Introduction Current microsurgical training courses average 5 consecutive 8-hour days and cost US $1500 to US $2500/individual, making training a challenge for residents who are unable to take leave from clinical duties. This residency-integrated microsurgery course was designed for integration with a residency program, averaging 3 hours/week over 7 weeks. This allows for one-on-one training, beginning with synthetic tissue and concluding with in vivo stimulation. This study was performed to validate this longitudinal training course. Methods After recruitment and before the start of coursework, subjects completed a baseline anastomosis without guidance and a survey regarding microsurgical experience. Subjects completed approximately 3 hours/week of practical exercises. Weeks 1 to 5 used synthetic models, whereas 6 to 7 used in vivo rodent models. Nine minimum anastomoses of increasing complexity were completed and assessed with the Anastomosis Lapse Index and the Stanford Microsurgery and Residency Training scale. Scoring was performed by 3 independent reviewers and averaged for comparison. Results Five subjects completed the course for study. Presurvey results showed an average confidence in theoretical knowledge of 2/5; technical ability to perform procedures, 1.8/5; and ability to manage complications, 1.8/5. Postsurvey revealed confidence in theoretical knowledge of 2.5/5; technical ability to perform procedures, 2.25/5; and ability to manage complications, 2.25/5. None of these differences were significant.
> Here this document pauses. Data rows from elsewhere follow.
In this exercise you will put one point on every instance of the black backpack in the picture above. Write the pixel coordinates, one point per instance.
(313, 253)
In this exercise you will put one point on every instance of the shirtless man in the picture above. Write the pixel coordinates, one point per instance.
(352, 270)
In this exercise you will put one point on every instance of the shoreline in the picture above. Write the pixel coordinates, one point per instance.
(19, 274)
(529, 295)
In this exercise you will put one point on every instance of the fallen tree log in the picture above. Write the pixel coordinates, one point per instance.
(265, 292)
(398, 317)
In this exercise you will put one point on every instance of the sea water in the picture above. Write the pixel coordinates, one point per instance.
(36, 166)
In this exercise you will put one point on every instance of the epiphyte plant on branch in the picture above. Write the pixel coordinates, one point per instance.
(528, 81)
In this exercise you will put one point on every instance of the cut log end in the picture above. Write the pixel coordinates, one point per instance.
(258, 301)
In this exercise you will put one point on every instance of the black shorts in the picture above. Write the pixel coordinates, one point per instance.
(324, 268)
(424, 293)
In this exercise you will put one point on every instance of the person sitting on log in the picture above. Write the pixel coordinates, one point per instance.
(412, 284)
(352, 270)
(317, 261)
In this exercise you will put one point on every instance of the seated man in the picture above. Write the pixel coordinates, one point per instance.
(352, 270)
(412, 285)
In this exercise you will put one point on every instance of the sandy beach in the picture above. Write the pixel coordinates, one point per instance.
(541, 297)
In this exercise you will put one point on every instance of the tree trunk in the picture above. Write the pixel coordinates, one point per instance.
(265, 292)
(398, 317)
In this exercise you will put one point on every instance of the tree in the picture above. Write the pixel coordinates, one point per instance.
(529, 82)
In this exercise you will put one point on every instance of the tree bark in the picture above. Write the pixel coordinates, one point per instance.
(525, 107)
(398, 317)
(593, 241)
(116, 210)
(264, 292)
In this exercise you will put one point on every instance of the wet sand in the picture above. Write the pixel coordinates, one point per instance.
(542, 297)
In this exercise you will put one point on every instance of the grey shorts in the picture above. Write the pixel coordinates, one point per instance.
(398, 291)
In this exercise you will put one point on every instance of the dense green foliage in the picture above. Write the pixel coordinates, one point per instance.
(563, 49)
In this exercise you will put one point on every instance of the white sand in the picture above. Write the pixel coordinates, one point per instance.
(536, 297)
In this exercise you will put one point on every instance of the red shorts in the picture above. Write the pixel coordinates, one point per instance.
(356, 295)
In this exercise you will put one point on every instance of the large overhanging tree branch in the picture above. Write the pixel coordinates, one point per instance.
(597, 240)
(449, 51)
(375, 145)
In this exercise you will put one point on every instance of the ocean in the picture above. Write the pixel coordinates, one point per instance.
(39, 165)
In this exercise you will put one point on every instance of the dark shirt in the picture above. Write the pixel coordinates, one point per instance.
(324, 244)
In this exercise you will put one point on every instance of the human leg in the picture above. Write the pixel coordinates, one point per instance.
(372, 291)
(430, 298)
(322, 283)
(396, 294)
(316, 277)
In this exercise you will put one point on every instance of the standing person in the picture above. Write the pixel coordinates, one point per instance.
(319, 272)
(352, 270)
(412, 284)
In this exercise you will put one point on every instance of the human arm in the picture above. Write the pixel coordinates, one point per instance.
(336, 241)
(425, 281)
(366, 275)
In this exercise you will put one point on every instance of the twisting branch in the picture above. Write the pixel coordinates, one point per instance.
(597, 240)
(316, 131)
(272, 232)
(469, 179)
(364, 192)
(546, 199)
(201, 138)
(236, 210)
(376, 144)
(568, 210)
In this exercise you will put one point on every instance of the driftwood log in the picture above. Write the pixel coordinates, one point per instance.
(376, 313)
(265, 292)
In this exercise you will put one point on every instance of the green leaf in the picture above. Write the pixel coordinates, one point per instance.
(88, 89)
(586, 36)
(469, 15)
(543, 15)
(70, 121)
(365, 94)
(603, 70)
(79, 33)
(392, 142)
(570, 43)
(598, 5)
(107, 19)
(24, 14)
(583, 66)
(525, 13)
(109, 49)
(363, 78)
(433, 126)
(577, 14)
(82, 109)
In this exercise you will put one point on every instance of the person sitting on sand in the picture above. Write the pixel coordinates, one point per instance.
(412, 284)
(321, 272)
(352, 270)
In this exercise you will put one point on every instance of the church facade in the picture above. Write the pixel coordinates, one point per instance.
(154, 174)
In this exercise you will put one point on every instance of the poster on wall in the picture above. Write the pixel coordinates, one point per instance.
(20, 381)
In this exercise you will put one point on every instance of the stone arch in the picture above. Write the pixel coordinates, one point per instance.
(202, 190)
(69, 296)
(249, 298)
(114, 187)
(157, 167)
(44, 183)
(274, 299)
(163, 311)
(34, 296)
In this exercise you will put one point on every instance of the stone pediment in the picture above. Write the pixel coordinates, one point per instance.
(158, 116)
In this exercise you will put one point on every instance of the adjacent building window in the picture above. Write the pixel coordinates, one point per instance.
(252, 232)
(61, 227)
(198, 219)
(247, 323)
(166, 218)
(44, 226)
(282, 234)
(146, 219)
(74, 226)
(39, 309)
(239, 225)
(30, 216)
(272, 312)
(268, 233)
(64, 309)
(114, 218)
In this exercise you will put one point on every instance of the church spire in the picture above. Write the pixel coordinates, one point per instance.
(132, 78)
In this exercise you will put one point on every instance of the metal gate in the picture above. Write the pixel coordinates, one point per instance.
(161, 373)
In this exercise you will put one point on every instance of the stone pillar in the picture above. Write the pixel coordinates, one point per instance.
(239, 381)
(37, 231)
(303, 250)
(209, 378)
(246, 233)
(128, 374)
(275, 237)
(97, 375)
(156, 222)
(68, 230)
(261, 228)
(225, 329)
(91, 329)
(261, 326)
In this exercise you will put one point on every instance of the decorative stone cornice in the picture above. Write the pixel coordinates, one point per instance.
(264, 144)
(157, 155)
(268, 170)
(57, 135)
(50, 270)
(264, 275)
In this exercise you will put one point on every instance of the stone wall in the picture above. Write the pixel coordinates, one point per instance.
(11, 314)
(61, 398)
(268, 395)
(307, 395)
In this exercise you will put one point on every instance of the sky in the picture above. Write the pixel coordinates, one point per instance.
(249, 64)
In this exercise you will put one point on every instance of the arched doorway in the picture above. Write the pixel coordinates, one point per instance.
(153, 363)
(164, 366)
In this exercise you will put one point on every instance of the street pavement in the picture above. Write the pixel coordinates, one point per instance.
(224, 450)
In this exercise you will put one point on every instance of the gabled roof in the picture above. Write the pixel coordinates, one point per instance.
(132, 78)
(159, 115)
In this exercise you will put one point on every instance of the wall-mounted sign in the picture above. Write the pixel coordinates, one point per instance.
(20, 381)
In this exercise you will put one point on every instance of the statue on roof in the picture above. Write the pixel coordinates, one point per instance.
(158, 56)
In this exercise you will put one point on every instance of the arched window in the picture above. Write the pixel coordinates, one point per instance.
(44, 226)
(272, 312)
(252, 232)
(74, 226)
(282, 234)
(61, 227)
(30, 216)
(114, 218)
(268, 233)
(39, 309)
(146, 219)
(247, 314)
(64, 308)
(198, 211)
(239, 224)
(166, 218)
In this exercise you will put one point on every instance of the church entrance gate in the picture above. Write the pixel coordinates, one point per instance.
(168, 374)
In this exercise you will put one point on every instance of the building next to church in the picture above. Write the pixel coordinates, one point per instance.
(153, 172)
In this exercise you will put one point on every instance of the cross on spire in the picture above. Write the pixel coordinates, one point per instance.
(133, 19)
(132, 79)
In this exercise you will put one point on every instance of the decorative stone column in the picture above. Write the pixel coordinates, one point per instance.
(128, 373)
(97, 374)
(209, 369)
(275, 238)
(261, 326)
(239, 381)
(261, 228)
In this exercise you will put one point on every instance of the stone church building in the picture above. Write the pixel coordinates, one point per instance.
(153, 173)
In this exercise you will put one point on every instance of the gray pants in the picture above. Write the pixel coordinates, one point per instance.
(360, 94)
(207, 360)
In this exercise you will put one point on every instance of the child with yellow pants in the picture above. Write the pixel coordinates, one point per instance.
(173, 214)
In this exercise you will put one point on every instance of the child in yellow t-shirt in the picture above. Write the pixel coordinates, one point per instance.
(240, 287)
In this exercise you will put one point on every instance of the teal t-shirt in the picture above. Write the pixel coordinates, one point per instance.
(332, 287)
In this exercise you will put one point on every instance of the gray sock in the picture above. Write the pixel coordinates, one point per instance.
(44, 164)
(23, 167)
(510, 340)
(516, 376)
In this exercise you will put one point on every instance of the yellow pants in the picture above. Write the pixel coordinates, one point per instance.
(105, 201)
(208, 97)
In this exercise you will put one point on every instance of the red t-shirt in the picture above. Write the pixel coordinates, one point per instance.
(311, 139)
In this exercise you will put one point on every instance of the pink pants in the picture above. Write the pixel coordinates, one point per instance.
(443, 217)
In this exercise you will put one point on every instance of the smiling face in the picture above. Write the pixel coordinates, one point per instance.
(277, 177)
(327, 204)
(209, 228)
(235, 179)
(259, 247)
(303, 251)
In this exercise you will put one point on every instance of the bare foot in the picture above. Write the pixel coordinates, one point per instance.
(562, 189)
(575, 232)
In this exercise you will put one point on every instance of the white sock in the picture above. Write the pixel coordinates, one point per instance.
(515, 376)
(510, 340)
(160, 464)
Each individual component of the Stanford Microsurgery and Residency Training scale scoring system improved postcourse with P < 0.05, and overall performance score improved from an average of 2.6 to 3.9 (P = 0.006). The total number of errors recorded using the Anastomosis Lapse Index reduced from 6.58 to 3.41 (P = 0.02). Time to completion reduced from an average of 28 minutes, 8 seconds to 24 minutes, 5 seconds (P = 0.003). Conclusions Despite a lack in significant confidence improvement, completion of the residency-integrated microsurgery course leads to significant and quantifiable improvement in resident microsurgical skill and efficiency.